The crucial role of content in design

At the heart of any great digital experience is remarkable content. Yet, we often see our clients struggle to understand and plan for the central role that content will play in the experiences they are providing to their customers.

Content is the journey

The first consideration is that content is a major part of the journey.

“Content precedes design. Design in the absence of content is not design, it’s decoration.” – Jeffrey Zeldman.

Users come to digital environments to get information, to complete tasks, or to be entertained. Content is paramount to meeting those needs.

When we talk about designing content first, we are honouring the idea that the content itself is the raw material we are shaping into an experience. The digital channel may be one of several platforms for content, like a riverbed on which the water flows.

Understand the effort

Underestimating the effort it takes to produce and manage content for a digital experience is a common struggle we’ve seen in our work with clients.

Some of the things to think about when designing a website or digital experience are:

  • Who will be responsible for creating content?
  • How much time and budget needs to be allocated to content management and production on an ongoing basis?
  • When and by whom will content be updated and managed?

Design with real content

If page templates are designed with the expectation they will be populated with content closer to launch, the risk is in having the design “break” when actual content is input. We recommend designing based on real content. If this is not possible, using directional content which is as close to the final content as possible can be a good tactic. This might mean using existing material, or someone on the design team writing placeholder content. This practice can inform design decisions throughout the process. Content should never be an afterthought, as this leads to poor experiences.

Avoid using Lorem Ipsum at all costs! “Greek” text, a long-time staple of the print design process, simply does not provide the insights needed for how the design will perform when the content is ready – especially in a responsive design context. Typical pitfalls include underestimating line lengths and the need for text wrapping of headlines or other copy.

Flexible, scalable, web ready content

“Get your content ready to go anywhere because it’s going to go everywhere.” – Brad Frost

When creating content for digital platforms, there are some best practices to keep in mind.
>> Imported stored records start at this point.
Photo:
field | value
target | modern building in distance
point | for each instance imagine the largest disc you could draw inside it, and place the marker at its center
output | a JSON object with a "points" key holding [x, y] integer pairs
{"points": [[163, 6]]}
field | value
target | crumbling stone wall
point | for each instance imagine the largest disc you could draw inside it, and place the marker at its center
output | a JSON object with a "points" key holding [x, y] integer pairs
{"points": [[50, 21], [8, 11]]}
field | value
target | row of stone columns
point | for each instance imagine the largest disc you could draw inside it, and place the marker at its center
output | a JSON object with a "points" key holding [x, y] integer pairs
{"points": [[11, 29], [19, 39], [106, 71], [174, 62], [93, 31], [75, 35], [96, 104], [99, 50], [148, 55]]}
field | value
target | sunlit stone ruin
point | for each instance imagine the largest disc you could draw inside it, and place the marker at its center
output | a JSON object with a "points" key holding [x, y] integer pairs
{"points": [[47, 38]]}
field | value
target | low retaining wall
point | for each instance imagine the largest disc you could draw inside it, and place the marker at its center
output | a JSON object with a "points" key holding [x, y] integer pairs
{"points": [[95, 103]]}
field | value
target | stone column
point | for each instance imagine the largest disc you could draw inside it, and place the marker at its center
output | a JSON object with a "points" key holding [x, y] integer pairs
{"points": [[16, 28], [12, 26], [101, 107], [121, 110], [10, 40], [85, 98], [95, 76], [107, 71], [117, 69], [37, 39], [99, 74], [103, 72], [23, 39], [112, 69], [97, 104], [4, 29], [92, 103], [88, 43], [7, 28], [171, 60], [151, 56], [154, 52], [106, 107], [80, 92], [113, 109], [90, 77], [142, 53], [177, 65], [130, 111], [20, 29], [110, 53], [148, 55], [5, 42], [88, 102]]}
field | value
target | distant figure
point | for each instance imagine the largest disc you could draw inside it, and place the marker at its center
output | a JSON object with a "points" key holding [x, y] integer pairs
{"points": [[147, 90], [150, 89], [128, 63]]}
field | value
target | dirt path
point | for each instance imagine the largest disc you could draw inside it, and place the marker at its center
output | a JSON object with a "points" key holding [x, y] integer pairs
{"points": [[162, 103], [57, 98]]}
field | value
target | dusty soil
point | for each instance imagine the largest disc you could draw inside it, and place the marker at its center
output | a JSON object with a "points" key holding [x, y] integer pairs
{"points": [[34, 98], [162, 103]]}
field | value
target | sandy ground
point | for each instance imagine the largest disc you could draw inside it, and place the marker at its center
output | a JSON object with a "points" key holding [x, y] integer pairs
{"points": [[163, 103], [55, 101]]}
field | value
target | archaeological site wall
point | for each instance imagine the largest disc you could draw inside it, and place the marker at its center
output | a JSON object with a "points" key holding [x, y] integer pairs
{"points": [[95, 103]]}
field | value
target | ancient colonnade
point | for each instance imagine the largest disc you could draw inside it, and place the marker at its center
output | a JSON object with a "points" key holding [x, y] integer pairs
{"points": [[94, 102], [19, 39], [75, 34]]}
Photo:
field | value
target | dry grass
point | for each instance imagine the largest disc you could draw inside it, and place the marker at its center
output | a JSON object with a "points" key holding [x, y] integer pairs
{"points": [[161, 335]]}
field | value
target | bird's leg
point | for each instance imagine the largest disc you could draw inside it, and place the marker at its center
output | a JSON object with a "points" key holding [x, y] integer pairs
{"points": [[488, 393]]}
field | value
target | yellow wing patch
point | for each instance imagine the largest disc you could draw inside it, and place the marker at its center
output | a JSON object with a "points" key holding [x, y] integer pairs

Creating content that is flexible enough to work across multiple platforms and screen sizes is not an easy feat but it is possible. Karen McGrane’s work on adaptive content is an excellent resource. Some best practices to keep in mind with digital content are:

  • Flexible, scalable

    content that will be usable regardless of the screen size it is viewed on.

  • Content parity

    across device and screen sizes.

  • Succinct

    , well written content that gets to the point.

  • Accessible

    content – alt tags for images, closed captioning for videos.

  • Digital rights

    – data protection, privacy – when creating content.

A match made in heaven

Great content and great experiences go hand in hand. In order to create compelling and engaging digital experiences, some upfront content strategy can go a long way. Having insight into the raw material that is the bedrock of the experience will help digital teams design and shape the best possible solutions.